It’s going to be an uphill battle for Our Voices Matter, a group hoping to promote civic engagement in Silver Spring and inspire activism for local issues.
The group began after Will Jawando ran for state delegate in 2014 and realized that the people in the Long Branch neighborhood where he grew up didn’t feel like their vote mattered.
“‛Why are you asking for my vote? My voice doesn’t matter,’” John Randall, OVM’s director of operations, said about what Jawando heard while canvassing. “I think people were just feeling a sense of powerlessness,” said Randall.
According to Randall, the group passed out 1000 flyers advertising their community forum on Saturday, but the turnout was far below that number. Six people showed up, providing an intimate look into what really bothers people in the Long Branch neighborhood.
“I’m most concerned about education, specifically the new immigrants,” said Anica Ackah. “Have to have them be exposed to job opportunities. They’re stuck in the same kinds of jobs.” “Long Branch trail, a lot of graffiti with MS-13,” said Akieal Williams. “At night, people turn back.”
Akieal said that there were men drinking and harassing people, and that although the police are sometimes there, he wants the police there more often.
The group voted on the top two issues that they cared about most and came up with a top three: employment and education for immigrants (four votes), affordable housing (five votes), and the achievement gap (six votes).
Our Voices Matter is planning to have another meeting in a few weeks to choose one of those issues and run an advocacy campaign. They are also planning a project in four to-be-determined Montgomery County schools.
“Pre-K for all is an issue that I think people feel makes a difference in whether or not their kids can overcome the achievement gap,” said Randall. “We are working on a project here trying to address the achievement gap by organizing parents and school officials in four schools in MoCo,”
Although all they did at the meeting was line up the issues in which they hope to encourage advocacy, some of the attendees are optimistic about the group and its goals.

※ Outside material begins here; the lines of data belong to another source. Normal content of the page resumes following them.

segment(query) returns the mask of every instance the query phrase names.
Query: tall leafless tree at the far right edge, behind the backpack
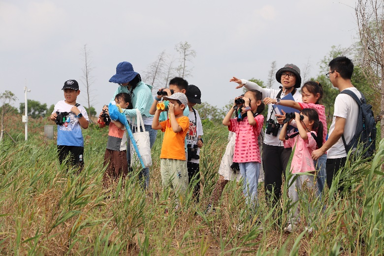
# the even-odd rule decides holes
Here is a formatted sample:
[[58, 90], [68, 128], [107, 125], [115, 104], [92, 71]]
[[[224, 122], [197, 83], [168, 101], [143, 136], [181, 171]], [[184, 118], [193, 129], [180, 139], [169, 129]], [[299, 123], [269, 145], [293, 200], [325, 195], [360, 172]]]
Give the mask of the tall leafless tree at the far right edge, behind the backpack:
[[358, 0], [360, 66], [371, 87], [381, 94], [380, 126], [384, 138], [384, 0]]

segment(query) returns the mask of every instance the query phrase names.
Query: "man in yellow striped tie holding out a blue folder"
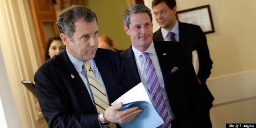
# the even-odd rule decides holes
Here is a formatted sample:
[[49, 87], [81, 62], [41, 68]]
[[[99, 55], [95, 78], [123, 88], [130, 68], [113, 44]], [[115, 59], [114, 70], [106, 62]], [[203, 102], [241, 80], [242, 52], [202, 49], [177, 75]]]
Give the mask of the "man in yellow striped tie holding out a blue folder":
[[[138, 107], [119, 111], [122, 103], [109, 106], [130, 86], [121, 56], [97, 49], [96, 14], [87, 7], [71, 6], [59, 15], [57, 26], [66, 49], [44, 63], [34, 77], [49, 128], [115, 127], [113, 123], [134, 119], [141, 112]], [[101, 93], [95, 93], [97, 89], [93, 88]], [[99, 94], [104, 95], [98, 97]], [[100, 98], [106, 100], [97, 100]]]

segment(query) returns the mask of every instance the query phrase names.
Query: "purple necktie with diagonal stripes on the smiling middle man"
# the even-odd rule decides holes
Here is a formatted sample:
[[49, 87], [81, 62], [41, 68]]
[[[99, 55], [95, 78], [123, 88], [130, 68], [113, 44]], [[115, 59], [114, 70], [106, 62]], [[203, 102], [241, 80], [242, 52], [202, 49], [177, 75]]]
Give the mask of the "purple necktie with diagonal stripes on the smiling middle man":
[[164, 124], [162, 124], [158, 128], [170, 128], [170, 119], [168, 117], [166, 104], [163, 99], [163, 94], [161, 92], [161, 87], [152, 60], [150, 59], [148, 52], [141, 53], [141, 56], [144, 57], [146, 60], [146, 75], [150, 96], [157, 108], [158, 114], [164, 121]]

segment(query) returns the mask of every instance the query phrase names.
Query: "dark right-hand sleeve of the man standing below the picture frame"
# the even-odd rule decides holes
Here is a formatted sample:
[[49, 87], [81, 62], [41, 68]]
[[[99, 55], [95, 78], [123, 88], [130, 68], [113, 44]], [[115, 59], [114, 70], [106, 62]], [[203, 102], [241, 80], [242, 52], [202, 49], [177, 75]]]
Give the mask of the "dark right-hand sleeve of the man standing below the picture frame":
[[209, 49], [207, 46], [207, 39], [205, 34], [203, 33], [202, 29], [197, 26], [197, 52], [199, 57], [199, 72], [197, 74], [197, 77], [201, 80], [202, 83], [206, 82], [206, 79], [211, 74], [212, 69], [212, 60], [210, 58]]

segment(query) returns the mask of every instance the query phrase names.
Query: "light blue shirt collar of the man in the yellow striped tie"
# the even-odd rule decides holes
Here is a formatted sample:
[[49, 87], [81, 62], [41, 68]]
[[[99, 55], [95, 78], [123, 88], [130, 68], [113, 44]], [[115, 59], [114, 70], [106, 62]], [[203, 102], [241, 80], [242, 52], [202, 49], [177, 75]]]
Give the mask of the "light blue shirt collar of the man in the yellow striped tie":
[[[70, 59], [70, 61], [72, 62], [72, 64], [75, 66], [76, 69], [78, 69], [80, 72], [82, 71], [83, 69], [83, 64], [84, 62], [82, 60], [79, 60], [77, 59], [76, 57], [74, 57], [73, 55], [71, 55], [69, 52], [68, 52], [68, 49], [66, 47], [66, 51], [67, 51], [67, 54], [68, 54], [68, 57]], [[92, 68], [92, 70], [94, 69], [94, 66], [95, 66], [95, 62], [93, 59], [91, 60], [88, 60], [88, 62], [90, 62], [90, 67]], [[94, 70], [93, 70], [94, 71]]]

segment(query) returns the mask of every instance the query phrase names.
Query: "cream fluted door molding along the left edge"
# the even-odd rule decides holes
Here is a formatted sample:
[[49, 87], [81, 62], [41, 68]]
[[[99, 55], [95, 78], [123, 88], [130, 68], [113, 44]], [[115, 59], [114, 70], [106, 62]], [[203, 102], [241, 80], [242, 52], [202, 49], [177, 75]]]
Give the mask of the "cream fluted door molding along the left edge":
[[33, 81], [42, 64], [29, 1], [1, 0], [0, 15], [0, 48], [20, 126], [35, 128], [43, 116], [35, 109], [36, 97], [21, 83]]

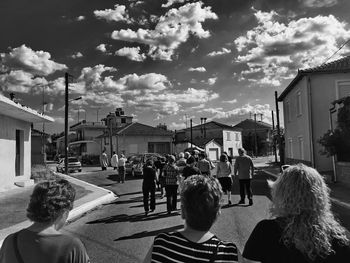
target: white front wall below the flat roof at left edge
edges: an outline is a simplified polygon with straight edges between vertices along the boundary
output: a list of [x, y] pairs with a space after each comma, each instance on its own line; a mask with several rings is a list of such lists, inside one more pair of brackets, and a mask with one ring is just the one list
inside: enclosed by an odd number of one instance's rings
[[[23, 130], [23, 166], [21, 176], [15, 176], [16, 129]], [[10, 189], [14, 182], [30, 179], [30, 123], [0, 115], [0, 189]]]

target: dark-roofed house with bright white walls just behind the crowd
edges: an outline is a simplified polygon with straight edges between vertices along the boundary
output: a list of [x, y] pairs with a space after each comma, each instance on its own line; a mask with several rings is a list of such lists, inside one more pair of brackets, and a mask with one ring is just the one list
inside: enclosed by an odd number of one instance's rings
[[192, 147], [191, 144], [203, 148], [212, 160], [218, 160], [222, 152], [227, 152], [229, 156], [236, 156], [238, 148], [242, 147], [241, 129], [210, 121], [193, 126], [192, 129], [187, 128], [176, 132], [175, 151], [177, 153], [184, 151], [188, 146]]

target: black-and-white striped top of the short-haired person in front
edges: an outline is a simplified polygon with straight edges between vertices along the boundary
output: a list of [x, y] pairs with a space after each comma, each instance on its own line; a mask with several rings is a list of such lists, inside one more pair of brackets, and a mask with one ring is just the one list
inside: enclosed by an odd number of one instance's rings
[[216, 263], [238, 262], [237, 247], [215, 235], [203, 243], [195, 243], [179, 232], [172, 232], [155, 237], [151, 262], [210, 262], [212, 258]]

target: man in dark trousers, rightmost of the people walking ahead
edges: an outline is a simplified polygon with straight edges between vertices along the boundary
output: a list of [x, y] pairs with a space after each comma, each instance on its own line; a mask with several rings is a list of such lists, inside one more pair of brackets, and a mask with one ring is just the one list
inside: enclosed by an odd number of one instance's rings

“My coming here today is the first step. I am coming here to learn, to educate, to change things,” said Ackah.
Her daughter, Andrea Golli, felt similarly.
“It gave me other perspectives on other issues that I didn’t know existed,” she said. “Like the housing. I used to think that everyone has to have a good job and get paid well in order to have a house. Some people can’t have these opportunities, everyone (should) be able to live in a house, provide their family, not just rich people”
Randall says that in the past, they have tried to work in small ways to encourage local citizens. “One of the things that I have done is we were talking about health care and people said ‘health care is an issue that is way above me and I don’t have anything intelligent to say,’” said Randall. “‛How many have gone to [the] emergency room?’” he asked the group. “Hands went up.” “‛How many people have questioned a procedure?’” he also asked them. “Hands went up.”
“You have the perspective of the customer and that’s an important perspective that policy makers don’t have,” he says he told the group. “We talked about the policies being discussed, (and) people find out that people do have an opinion.”
However, as Jarret Smith pointed out, it’s not enough for people to have an opinion.
“You need them to take action,” said Smith about trying to get people to advocate for issues. “It’s tough. It could take years before you get change.